SARSA: A Guide to the On-Policy Reinforcement Learning Algorithm

On Policy Reinforcement Learning SARSA

Reinforcement Learning is a fascinating machine learning technique, which differs from the other techniques of ML. In reinforcement learning, the actor(Agent) has to continuously interact with the environment to make decisions, which results in some sort of feedback. In a way, the agent is self-taught and learns about the environment by exploring.

But to explore the environment, the agent has to follow a strategy(or not), that guides the agent to make optimal decisions and maximize the cumulative reward. Such algorithms are called on-policy algorithms.

SARSA(State-Action-Reward-State-Action) is an on-policy algorithm that works iteratively, to help the agent find the optimal path and maximize the rewards.
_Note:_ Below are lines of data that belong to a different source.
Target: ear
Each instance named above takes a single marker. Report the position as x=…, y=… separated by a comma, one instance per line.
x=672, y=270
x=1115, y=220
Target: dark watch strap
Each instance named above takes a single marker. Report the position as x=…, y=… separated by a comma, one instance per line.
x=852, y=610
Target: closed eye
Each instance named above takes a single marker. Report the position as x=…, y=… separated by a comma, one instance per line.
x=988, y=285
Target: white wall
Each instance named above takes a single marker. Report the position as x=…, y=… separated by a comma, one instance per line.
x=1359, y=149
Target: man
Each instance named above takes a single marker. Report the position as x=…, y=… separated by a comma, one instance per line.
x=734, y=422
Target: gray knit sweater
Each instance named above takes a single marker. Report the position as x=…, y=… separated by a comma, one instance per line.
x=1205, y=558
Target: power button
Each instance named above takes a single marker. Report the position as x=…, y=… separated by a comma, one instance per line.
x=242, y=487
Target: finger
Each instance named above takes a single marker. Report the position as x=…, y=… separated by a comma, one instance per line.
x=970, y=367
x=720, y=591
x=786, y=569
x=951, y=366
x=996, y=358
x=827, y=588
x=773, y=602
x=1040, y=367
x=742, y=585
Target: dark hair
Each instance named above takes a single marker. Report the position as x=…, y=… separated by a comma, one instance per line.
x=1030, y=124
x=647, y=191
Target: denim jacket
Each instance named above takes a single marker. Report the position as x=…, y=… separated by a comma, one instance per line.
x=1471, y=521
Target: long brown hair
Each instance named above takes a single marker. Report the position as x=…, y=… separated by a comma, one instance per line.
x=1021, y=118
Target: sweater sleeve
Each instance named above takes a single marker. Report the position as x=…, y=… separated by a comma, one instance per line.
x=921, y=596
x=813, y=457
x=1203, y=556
In practical scenarios, SARSA is applied in areas like autonomous navigation, where it aids in real-time decision-making, and in-game AI, where it helps in developing more adaptive and challenging gameplay.

Also check: A Beginner’s Guide to Reinforcement Learning

Introduction to SARSA

SARSA and Q Learning are distinct reinforcement learning algorithms, each with a unique approach to handling state-action pairs. SARSA is an on-policy technique that works iteratively with the initial policy, refining it based on the rewards obtained. The abbreviation SARSA stands for State-Action-Reward-State-Action.

In an on-policy algorithm, the behavior policy is the same as the target policy. Behavior policy refers to the policy the agent follows to explore the environment. Target policy refers to the policy the agent follows to reach the target.

SARSA is a model-free learning algorithm, which means it interacts with the environment but doesn’t require knowledge about the transitions in the environment to make decisions. The SARSA learning algorithm is iterative, as it continues the process till the agent has explored the optimal states or has reached the goal state.

It keeps track of the current state and actions, and the expected reward that the agent receives, also keeping track of the next possible state the agent has to explore. Based on the reward obtained, the algorithm keeps updating the policy.

SARSA Algorithm

To understand the algorithm, we first need to familiarize ourselves with a few important terms.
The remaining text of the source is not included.